Jack flushed slightly, and threw his shoulders back.

“I had forgotten that,” he said quietly. “I remember, though, that it was you who found Dad. You didn’t see anybody about, of course?”

Cap’n Crumbie shook his head.

“And I don’t know as they mightn’t have suspected me, if it hadn’t so happened that the new Baptist parson was with me, and they had to take his word.”

“Well, what’s your theory of it, Cap’n?” Jack asked.

Cap’n Crumbie paused in his sentry-go to stuff shreds of tobacco into the much blackened bowl of his old brier pipe and then, with deftness born of practice extending over many years on the exposed wharf, struck a match, cupped it in both hands under the lee of a broad shoulder turned away from the breeze, and puffed contentedly for a moment.

“Well, if I don’t know what happened that night, there ain’t no one as does,” he said at length, with a slightly judicial air. He had told the story a good many times, not because there was anything specially stirring about it, but because he was directly concerned and because it happened to be the nearest approach to an adventure ever happening to him in all his three score years—if one excepted the time when he fell overboard from his sail-boat and, after a few thrilling seconds, was ignominiously pulled back to safety by one of his passengers, who passed a boat-hook through his trousers. “Your father and Simon Barker were partners, as you know, as fish-merchants. ’Twas a pity Samuel Holden ever joined up with a feller like Barker, because nobody ever did any good harnessed to a mean cuss like that. They started in a small way, with one schooner, the Grace and Ella. There she is, now, lying up against Barker’s wharf. And many a thousand-dollars’ worth of fish has been landed from over her side since then. At the time I’m speaking of, she’d come in with a big haul, that fetched high prices. A day or two after that the gale sprang up. And it was a storm. Never since I was in the Indian Ocean—umph—er—er—”

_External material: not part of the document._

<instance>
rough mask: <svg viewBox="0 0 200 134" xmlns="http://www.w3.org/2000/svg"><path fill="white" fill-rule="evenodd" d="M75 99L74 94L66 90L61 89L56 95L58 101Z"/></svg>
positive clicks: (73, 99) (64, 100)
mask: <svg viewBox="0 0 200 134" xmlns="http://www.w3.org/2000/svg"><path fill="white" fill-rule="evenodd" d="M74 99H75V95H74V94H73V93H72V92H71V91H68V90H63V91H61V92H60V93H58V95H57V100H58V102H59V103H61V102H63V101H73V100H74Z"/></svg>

Cap’n Crumbie coughed discreetly, remembering that his audience was “home folks,” and then resumed quite without embarrassment:

“Well, as I was saying, it was a gale that fair knocked Greenport galley-endwise. It started all of a sudden, raining cats and dogs, and the wind was so strong you couldn’t stand up. We lost two of our best fishing-vessels that day; windows were blown in and roofs ripped off; and a bunch o’ little sail-boats lying at their moorings were blown clean out to sea. Some of ’em never were found again. One or two got smashed up on the rocks. One of ’em went ’way up ’round Indian Head, drifted up the tide way o’ the Sangus River, and lodged on the sand-dunes there. Then the sea piled the sand up, changed the course o’ the river, and she’s been left high and dry ever since.”